We know those aren’t necessarily easy questions to answer. Here, we walk you through several mental frameworks to help you determine if ESP migration is really right for your business—and, if it is, what ducks you’ll need to get in a row before you begin.
10 reasons to switch ESPs: weak vs. strong motivations
Businesses of all sizes have plenty of reasons to switch ESPs. But not all reasons are created equal.
Look for your own motivations on this list of 10 expert-cited reasons businesses switch ESPs—do they fall in the weak bucket, or the strong?
1. Weak: You’re on the hunt for the lowest price
Today, Northern works with mid-market to enterprise clients on everything from development to marketing to performance creative. But the agency’s email and owned marketing solutions “cut our teeth,” Brennan says, migrating small to midsize businesses from Mailchimp to Klaviyo.
Lately, many of the clients Northern meets with are—understandably—“very price-sensitive,” Brennan points out. “Obviously with what’s going on in the economy right now, price sensitivity is at a higher level than it was even a year ago.”
But switching for price, Brennan says, “is one of the weakest reasons I hear come across the board.”
Why? Because it turns into one of Brennan’s biggest pet peeves: “treating marketing like a line item on your balance sheet.”
If you’re thinking about ESP migration, an important first step is “switching that mentality of not just being around price point,” says Brennan, who recommends kicking off that process by asking questions like:
- What is our monthly cost?
- What is our annual contract?
- What does all of that represent?
2. Strong: You’re re-evaluating total cost of ownership
Compared to price, total cost of ownership can be “hard to wrap your mind around,” Ragsdale says. “Because yeah, you have your licensing fees, you have your use fees, but what about all the headaches you have or don’t have? How do you price that out?”
That might mean the time you spend waiting for support you never get, or it might mean the time you spend working with a newly hired CSM who “has no idea how to use this proprietary technology, and they just send you support articles you already read,” Ragsdale explains. “How do you quantify the cost of those types of intangibles?”
Especially at the top of 2023, when the “macroeconomic situation is not looking good for a lot of businesses,” Ragsdale says, “a platform might be more expensive, or it might be a little bit cheaper, or it might be the same. You have to go into this thinking about, how do we cut costs? How do we do more with less?

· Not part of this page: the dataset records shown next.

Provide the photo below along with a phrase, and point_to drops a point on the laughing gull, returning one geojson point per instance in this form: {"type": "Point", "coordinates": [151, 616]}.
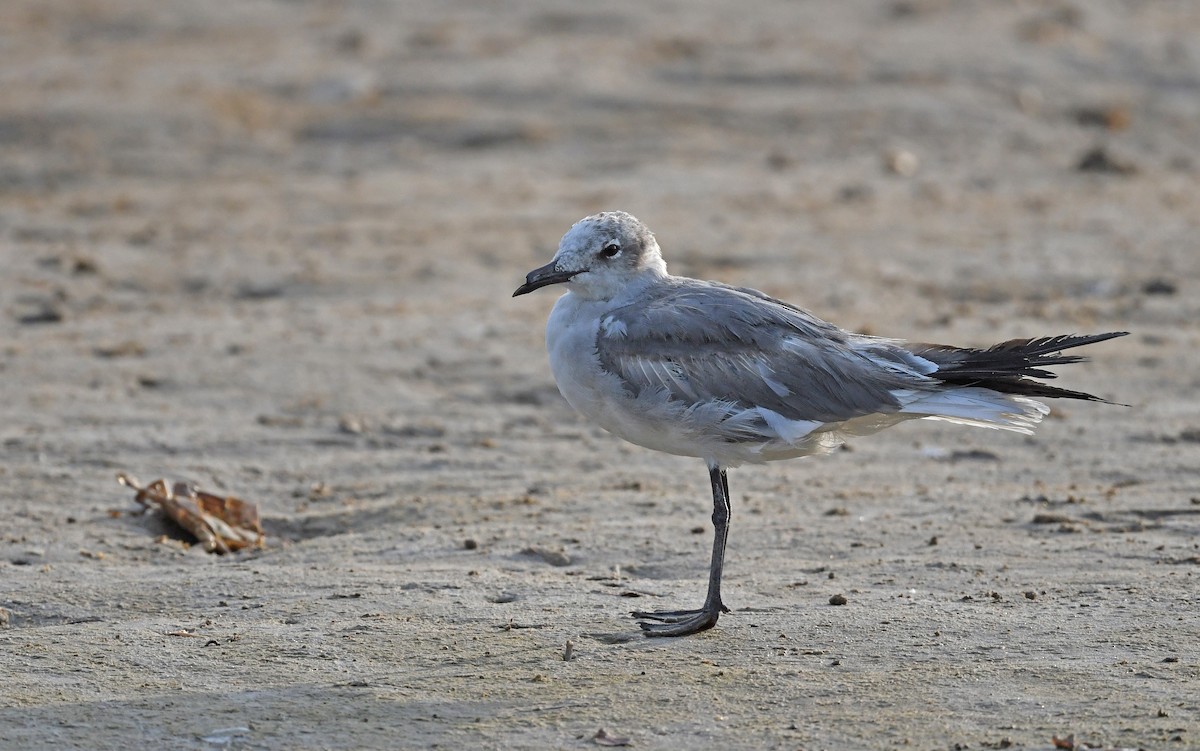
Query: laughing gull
{"type": "Point", "coordinates": [730, 374]}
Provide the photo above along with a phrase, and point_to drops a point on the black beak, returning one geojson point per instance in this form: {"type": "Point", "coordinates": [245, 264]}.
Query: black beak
{"type": "Point", "coordinates": [541, 277]}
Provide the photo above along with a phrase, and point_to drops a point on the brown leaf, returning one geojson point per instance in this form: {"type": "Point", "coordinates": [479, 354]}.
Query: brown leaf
{"type": "Point", "coordinates": [220, 523]}
{"type": "Point", "coordinates": [604, 739]}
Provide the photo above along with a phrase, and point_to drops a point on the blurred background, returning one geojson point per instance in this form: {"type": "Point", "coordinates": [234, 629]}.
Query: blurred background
{"type": "Point", "coordinates": [269, 246]}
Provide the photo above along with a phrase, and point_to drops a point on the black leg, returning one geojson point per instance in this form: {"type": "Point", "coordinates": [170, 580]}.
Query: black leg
{"type": "Point", "coordinates": [682, 623]}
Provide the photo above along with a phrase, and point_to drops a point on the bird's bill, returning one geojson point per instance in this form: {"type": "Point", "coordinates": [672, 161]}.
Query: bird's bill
{"type": "Point", "coordinates": [545, 276]}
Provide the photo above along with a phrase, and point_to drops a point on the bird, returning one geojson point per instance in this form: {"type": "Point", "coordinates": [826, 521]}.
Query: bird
{"type": "Point", "coordinates": [732, 376]}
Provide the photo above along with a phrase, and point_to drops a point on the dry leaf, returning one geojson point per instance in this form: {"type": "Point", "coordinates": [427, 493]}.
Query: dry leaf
{"type": "Point", "coordinates": [604, 739]}
{"type": "Point", "coordinates": [220, 524]}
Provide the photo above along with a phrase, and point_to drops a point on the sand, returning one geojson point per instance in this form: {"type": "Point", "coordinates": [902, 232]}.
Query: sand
{"type": "Point", "coordinates": [268, 247]}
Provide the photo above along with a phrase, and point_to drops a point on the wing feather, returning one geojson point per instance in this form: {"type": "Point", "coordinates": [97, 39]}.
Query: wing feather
{"type": "Point", "coordinates": [702, 341]}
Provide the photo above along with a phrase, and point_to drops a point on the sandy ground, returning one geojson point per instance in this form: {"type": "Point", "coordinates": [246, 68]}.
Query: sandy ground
{"type": "Point", "coordinates": [268, 247]}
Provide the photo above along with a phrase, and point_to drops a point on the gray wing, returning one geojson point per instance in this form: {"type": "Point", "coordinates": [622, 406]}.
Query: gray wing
{"type": "Point", "coordinates": [701, 341]}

That’s the key factor here.”
“If you’re spending more on the platform but you’re making more money on it,” Brennan agrees, “then that ROI is still an ROI-positive relationship.”
3. Weak: You’re reacting, not responding, to a negative experience
Brennan’s also not a huge fan of any motivation for migration “that’s very reactive.”
“That could be a multitude of things,” Brennan says, “but if you’re coming at this conversation because you had one poor user experience—something didn’t deploy or something didn’t fire the right way and now you’re just mad and you want to leave—don’t do that.”
In other words, “don’t rage quit a platform,” Brennan advises, laughing. “Don’t go into things reactively, because especially when we’re talking about ESPs, there’s so much feature functionality baked into these platforms that some of them are going to work for you and some of them aren’t.”
“If you’re not being cognizant of what your real values and goals and pain points are,” Brennan continues, “you may end up making a reactive decision that’s not a good one.”
That’s especially dangerous if you’re considering a platform that has an annual contract, Brennan cautions: “Now you’re locked into something that may not fit your needs.”
4. Strong: You can’t accomplish what you need to accomplish
Of course, there’s rage quitting, and there’s valid frustration. If you have a solid understanding of what you’re trying to get out of your ESP and your current platform simply isn’t delivering, it might be time to start seriously thinking about ESP migration.